Elektra Entertainment Group, Inc. v. Does 1-6, No. 08-444 (S.D. Ohio February 5, 2009)
The RIAA’s de-emphasis on lawsuits against individual file sharers may underlie the result in a recent case from a federal court in Ohio. The music industry plaintiffs had sought expedited discovery so they could learn which members in a household (either the mother or one of the children) was responsible for illegally trading files. Finding that the need for the discovery was not urgent, the court denied the record companies’ request.
Electra Entertainment and others sued one David Licata in 2007, accusing him of infringing the copyright in sound recordings back in 2005. Licata claimed he did not know who was responsible for trading the files (though AOL had identified Licata’s account as corresponding with the offending IP address). During discovery in that case, however, Licata identified the other members of his household.
Instead of suing one or more of these other members of the household, the recording industry plaintiffs filed another John Doe suit, leaving it to later to find out the identities of the particular individuals who were allegedly infringing. But instead of acting diligently to figure out who to go after, the record companies did nothing for about five months.
Last November, the court ordered the plaintiffs to show cause why the case should not be dismissed, since the defendants had not been served with process (after all, the record companies claimed they didn’t know who to sue). In response to that order, the plaintiffs sought leave under Fed. R. Civ. P. 26(d) to take expedited discovery. The court denied the motion, holding that there was not good cause shown to accelerate the normal discovery schedule.
The court looked to the long period of time — 152 days — that had passed from the suit being filed to the request for expedited discovery.
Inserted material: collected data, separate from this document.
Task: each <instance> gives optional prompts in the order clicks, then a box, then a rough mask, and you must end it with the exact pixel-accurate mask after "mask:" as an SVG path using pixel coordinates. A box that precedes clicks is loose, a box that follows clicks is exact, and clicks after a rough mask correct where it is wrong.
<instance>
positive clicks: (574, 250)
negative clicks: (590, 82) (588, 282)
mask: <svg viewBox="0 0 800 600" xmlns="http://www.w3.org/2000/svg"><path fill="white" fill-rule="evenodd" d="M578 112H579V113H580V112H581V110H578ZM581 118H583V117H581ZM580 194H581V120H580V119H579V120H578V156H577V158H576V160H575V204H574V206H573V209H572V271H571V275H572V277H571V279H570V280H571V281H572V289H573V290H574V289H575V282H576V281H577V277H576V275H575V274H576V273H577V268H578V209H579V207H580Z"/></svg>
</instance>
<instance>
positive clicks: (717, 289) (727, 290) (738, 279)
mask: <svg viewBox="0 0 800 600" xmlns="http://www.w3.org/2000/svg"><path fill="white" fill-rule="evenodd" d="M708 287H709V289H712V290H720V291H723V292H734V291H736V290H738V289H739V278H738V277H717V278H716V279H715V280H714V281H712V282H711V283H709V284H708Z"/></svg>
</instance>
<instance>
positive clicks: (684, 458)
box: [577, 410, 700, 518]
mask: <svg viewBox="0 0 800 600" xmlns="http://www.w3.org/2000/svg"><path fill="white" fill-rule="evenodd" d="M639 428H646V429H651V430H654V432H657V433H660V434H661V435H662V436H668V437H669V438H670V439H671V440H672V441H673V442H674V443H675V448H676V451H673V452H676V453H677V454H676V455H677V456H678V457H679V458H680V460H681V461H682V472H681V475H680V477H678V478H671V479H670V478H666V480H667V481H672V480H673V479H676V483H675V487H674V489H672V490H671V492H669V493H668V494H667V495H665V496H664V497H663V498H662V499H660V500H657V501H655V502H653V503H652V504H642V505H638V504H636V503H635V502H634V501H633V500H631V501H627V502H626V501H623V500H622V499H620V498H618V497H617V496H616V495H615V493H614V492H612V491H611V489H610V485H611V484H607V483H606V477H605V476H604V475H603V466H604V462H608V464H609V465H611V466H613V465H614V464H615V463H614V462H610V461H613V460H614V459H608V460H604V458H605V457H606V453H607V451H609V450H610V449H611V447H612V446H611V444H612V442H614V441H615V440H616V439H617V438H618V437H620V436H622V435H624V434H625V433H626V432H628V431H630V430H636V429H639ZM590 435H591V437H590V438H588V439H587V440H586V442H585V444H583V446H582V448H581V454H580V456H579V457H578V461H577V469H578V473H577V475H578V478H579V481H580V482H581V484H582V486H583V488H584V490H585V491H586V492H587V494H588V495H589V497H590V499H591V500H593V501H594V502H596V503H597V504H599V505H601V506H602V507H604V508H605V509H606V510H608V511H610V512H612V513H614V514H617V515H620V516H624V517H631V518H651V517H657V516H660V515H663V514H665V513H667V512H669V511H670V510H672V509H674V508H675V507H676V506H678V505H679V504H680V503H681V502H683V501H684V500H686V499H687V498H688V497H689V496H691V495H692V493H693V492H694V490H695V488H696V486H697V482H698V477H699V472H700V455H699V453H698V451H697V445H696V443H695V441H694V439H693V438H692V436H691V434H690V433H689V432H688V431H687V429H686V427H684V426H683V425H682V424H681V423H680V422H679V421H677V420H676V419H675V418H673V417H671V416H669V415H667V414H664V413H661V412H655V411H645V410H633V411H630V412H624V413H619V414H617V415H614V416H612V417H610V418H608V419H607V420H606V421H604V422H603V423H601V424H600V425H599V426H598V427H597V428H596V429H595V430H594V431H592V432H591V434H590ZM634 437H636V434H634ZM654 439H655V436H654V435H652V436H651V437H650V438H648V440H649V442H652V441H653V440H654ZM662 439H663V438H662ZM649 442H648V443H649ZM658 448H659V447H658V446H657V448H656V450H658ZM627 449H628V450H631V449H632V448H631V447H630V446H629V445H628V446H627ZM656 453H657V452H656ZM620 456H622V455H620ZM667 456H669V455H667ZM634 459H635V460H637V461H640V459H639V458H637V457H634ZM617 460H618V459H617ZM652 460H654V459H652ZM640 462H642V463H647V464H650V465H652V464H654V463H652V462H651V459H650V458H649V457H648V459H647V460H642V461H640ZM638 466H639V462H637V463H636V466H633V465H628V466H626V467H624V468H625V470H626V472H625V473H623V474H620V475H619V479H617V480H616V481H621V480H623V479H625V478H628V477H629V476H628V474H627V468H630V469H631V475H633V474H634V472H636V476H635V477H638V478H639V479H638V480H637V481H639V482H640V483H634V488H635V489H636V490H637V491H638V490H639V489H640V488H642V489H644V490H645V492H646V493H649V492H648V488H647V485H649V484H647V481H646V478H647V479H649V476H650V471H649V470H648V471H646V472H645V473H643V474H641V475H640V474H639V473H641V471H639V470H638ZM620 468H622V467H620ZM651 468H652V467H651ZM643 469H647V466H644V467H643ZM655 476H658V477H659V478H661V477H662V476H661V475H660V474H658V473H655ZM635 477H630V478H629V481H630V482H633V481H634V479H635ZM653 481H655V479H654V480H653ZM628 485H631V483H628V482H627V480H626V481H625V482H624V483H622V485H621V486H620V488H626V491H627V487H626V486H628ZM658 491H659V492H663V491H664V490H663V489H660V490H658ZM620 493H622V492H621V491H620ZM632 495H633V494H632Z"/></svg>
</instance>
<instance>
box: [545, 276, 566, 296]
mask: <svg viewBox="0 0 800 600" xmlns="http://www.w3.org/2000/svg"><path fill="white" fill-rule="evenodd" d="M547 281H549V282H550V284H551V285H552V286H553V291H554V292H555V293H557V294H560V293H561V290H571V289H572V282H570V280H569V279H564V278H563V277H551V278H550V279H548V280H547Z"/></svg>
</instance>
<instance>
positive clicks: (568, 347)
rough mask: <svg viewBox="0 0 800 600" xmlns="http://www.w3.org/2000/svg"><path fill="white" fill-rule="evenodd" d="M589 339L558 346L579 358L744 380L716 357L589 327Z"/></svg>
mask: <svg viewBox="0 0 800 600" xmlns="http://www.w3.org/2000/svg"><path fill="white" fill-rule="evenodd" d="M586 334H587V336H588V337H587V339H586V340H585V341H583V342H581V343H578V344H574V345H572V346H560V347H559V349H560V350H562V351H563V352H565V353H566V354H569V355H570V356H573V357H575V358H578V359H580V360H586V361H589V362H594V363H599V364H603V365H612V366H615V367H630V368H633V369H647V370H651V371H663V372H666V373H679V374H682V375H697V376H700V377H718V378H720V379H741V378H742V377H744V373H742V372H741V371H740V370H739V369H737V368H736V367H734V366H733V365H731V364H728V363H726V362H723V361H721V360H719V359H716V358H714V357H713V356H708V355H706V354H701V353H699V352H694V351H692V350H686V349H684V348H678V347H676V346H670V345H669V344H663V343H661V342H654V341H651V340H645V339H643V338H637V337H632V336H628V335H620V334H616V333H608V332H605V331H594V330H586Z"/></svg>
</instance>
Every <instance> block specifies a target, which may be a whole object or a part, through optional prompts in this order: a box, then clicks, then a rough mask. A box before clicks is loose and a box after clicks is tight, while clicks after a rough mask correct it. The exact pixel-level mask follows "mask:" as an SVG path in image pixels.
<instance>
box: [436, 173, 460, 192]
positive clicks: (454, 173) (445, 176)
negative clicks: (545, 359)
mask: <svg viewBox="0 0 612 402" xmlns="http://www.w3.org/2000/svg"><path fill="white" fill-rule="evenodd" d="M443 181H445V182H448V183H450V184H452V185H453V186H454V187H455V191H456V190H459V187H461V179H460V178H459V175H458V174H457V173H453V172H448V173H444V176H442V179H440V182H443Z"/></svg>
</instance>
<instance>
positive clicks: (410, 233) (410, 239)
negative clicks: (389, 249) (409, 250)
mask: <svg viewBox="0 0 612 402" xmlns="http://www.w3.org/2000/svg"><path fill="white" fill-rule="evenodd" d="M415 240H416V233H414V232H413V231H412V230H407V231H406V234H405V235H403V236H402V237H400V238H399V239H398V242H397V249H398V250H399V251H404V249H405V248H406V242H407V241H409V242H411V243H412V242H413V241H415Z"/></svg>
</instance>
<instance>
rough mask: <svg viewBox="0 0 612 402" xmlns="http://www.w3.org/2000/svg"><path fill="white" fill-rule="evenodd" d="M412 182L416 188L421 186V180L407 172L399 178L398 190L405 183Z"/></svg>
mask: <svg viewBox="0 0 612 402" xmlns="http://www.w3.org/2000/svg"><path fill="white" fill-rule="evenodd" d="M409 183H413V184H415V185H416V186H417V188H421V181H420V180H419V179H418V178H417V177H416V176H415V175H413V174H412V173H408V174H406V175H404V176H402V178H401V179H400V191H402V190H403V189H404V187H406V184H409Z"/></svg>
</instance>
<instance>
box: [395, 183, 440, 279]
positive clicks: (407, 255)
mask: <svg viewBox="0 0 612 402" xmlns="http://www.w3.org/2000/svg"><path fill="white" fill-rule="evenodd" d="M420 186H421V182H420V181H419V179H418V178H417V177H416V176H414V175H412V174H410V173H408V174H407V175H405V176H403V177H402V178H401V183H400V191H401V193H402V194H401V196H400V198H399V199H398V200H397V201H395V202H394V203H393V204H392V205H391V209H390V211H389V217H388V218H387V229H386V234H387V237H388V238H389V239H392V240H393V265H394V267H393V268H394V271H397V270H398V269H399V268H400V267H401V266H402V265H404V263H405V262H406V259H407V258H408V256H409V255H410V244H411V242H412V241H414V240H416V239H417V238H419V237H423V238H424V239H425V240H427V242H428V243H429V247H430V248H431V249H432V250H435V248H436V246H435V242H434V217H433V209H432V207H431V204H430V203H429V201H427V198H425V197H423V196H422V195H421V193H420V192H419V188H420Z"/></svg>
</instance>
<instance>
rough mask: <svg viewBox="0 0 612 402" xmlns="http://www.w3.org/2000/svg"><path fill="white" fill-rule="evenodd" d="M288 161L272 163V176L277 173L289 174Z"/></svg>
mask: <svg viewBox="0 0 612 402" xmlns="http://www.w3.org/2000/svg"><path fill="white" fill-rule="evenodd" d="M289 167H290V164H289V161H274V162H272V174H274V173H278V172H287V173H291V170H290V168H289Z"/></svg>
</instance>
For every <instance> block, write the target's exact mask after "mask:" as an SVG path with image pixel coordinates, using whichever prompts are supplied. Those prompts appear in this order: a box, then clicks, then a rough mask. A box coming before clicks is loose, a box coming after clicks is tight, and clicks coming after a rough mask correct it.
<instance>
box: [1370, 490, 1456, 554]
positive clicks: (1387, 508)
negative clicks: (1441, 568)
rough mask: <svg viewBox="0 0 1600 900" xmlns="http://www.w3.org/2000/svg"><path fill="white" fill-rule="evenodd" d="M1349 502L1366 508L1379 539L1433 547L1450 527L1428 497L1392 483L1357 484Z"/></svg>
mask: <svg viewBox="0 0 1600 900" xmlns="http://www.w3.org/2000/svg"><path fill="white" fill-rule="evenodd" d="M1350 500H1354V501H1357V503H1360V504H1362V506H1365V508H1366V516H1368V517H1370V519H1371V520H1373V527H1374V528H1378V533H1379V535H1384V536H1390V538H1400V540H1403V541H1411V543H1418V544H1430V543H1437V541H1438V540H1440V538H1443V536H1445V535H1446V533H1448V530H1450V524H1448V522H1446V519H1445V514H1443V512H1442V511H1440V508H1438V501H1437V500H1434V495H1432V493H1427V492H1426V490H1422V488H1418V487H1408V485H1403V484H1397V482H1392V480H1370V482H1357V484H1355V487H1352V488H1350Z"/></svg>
That duration, coupled with the fact that the plaintiffs already knew the names of the other family members who were likely the proper defendants, undercut any argument that the need for discovery was urgent. Without such urgency (which usually exists when there is a risk that evidence will be destroyed or someone will be injured), there was no good cause to allow the depositions of the mother and children prior to the Fed. R. Civ. P. 26(f) conference.
[Hat tip to Ray Beckerman for alerting me to this decision.]